# A Naive Bayes classifier

## Introduction

In this notebook, we will create a *probabilistic graphical model* (PGM) that classifies data vector $\mathbb{x}$ into two classes $y \in \{0,1\}$. We will use a *generative* approach and assume that the features are *conditionally independent* given the class label. This allows us to write the class conditional density as a product of one dimensional densities: $p(\mathbb{x}|y=c,\mathbb{\theta}) = \prod_{j=1}^{D} p(x_{j}|y=c,\mathbb{\theta_{j,c}})$, where $D$ is the number of features. This is more commonly referred to as a *Naive Bayes classifier*. The model is "naive", since we assume that the features $\mathbb{x}$ are independent. 

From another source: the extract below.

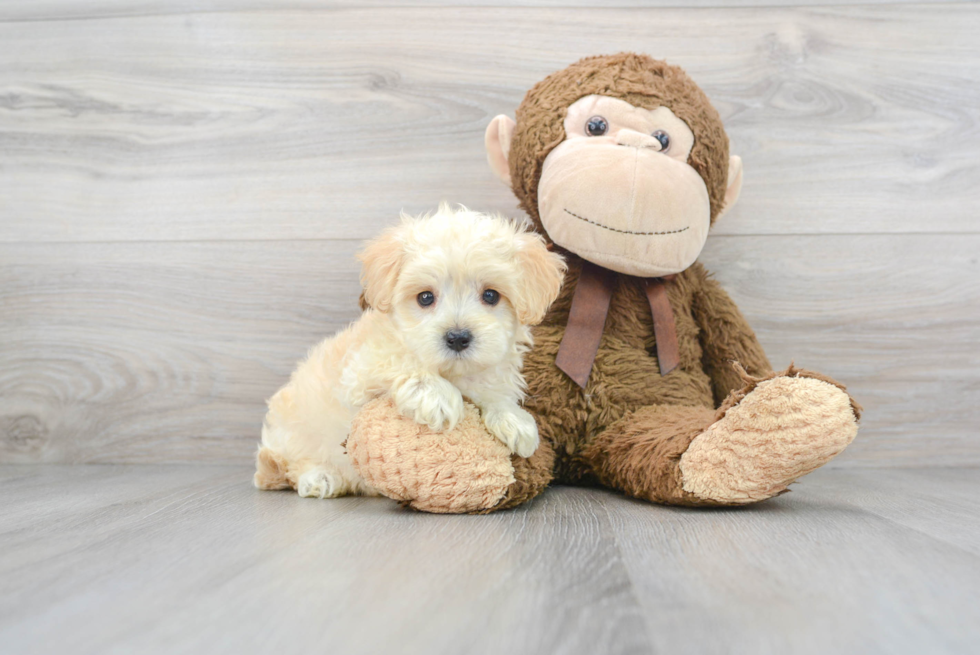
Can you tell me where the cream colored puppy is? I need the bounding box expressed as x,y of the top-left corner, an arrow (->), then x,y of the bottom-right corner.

These models typically have a small number of parameters in the order $O(CD)$, where $C$ is the number of classes, which can make them robust against overfitting, and computationally easier to deal with. Features can be discrete-valued, real-valued, or both. 

In our example, we will use real-valued features and use Gaussian distributions, $p(\mathbb{x}|y=c,\mathbb{\theta}) = \prod_{j=1}^{D}\mathcal{N}(x_{j}|\mu_{j,c},\sigma_{j,c}^{2})$, where $\mu_{j,c}$ is the mean of feature $j$ in components of class $c$, and $\sigma_{j,c}^{2}$ is its variance. 

Another way to think about this approach is that it breaks down the task of classification into a number of smaller sub-tasks, where each are dealt with by a separate model. The rationale behind this is that it may be effective to build a single model to interpret a single feature for the task. Each model gives a posterior probability for the classes and can be combined using rules of probability. Conversely, the entire input vector would be used by one model for classification and may share information among features for the task.

Please see resources below for more information:

- Bishop, Christopher M. Pattern recognition and machine learning. springer, 2006.
- Murphy, Kevin P. Machine learning: a probabilistic perspective. MIT press, 2012.







### Setup

In [None]:
import os
import pandas as pd
import numpy as np
from pathlib import Path
import matplotlib.pyplot as plt
from scipy.stats import multivariate_normal

### Config

In [None]:
model_dir = Path('../models/model/')
data_dir = Path('../data/')

### Generate data

In [None]:
def sample_component(component, means, covars):
    if component == 0:
        return np.random.multivariate_normal(means[0], covars[0], 1).T   
    if component == 1:
        return np.random.multivariate_normal(means[1], covars[1], 1).T

In [None]:
# specify class distributions
class0_weight = 0.5
class1_weight = 0.5

class0_means = np.array([5, 5])
class1_means = np.array([3, 7])

class0_covar = np.array([[1, 0],
                         [0, 1]])
class1_covar = np.array([[1, 0],
                         [0, 1]])

In [None]:
N = 100

means = [class0_means, class1_means]
covars = [class0_covar, class1_covar]
    
mask = np.random.choice([0, 1], N, p=[class0_weight, class1_weight])
data = [sample_component(i, means, covars) for i in mask]
data = np.array(data).reshape(N, 2)
df_data = pd.DataFrame(data, columns=['x0', 'x1'])
df_data['class'] = mask

# store dataset
df_data.to_csv(data_dir/'data.csv', sep='|', header=False, index=False)

In [None]:
# peak of our data set
# plt.scatter(df_data['x0'],
#             df_data['x1'],
#             c=df_data['comp'])
# plt.title("Data")
# plt.xlabel(r"$x_0$")
# plt.ylabel(r"$x_1$")
# plt.grid()
# plt.show()

### Running model

In [None]:
# run c# Infer.NET code
cmd = f'dotnet run --project {model_dir} {data_dir}/ data.csv'
cmd

In [None]:
!{cmd}

### Results

In [None]:
# load results from file
df_result = pd.read_csv(data_dir/'results.csv', sep='|')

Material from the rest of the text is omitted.